I'm new to R, and I'm using widyr to do text mining. I successfully used the methods found here to get a list of co-occurring words within each section of text and their phi coefficient.
Code as follows:
word_cors <- review_words %>%
group_by(word) %>%
pairwise_cor(word, title, sort = TRUE) %>%
filter(correlation > .15)
I understand that I can also generate a data frame with co-occurring words and the number of times they appear, using code like:
word_pairs <- review_words %>%
pairwise_count(word, title, sort = TRUE)
What I need is a table that has both the phi coefficient and the number of occurrences for each pair of words. I've been digging into pairwise_cor and pairwise_count but still can't figure out how to combine them. If I understand correctly, joins only take one column into account for matching, so I couldn't use a regular join reliably since there may be multiple pairs that have the same word in the item1 column.

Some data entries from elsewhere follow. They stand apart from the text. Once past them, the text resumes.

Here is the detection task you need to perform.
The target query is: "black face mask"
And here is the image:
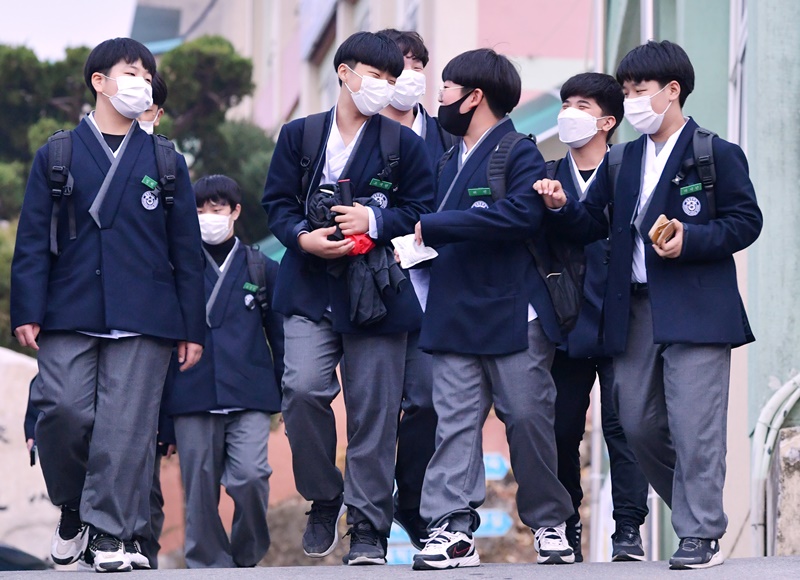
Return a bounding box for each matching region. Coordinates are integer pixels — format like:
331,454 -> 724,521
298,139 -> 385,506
437,90 -> 476,137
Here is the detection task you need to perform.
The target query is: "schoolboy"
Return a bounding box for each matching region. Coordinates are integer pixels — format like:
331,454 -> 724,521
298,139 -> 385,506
412,48 -> 575,570
535,40 -> 762,569
10,37 -> 204,573
164,175 -> 284,568
378,28 -> 453,549
137,72 -> 166,135
549,72 -> 650,562
261,31 -> 433,565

Is this possible using widyr? If not, is there another package that will allow me to do this?
Here is the full code:
#Load packages
pacman::p_load(XML, dplyr, stringr, rvest, httr, xml2, tidytext, tidyverse, widyr)
#Load source material
prod_reviews_df <- read_csv("SOURCE SPREADSHEET.csv")
#Split into one word per row
review_words <- prod_reviews_df %>%
unnest_tokens(word, comments, token = "words", format = "text", drop = FALSE) %>%
anti_join(stop_words, by = c("word" = "word"))
#Find phi coefficient
word_cors <- review_words %>%
group_by(word) %>%
pairwise_cor(word, title, sort = TRUE) %>%
filter(correlation > .15)
#Write data to CSV
write.csv(word_cors, "WORD CORRELATIONS.csv")
I want to add in pairwise_count, but I need it alongside the phi coefficient.
Thank you!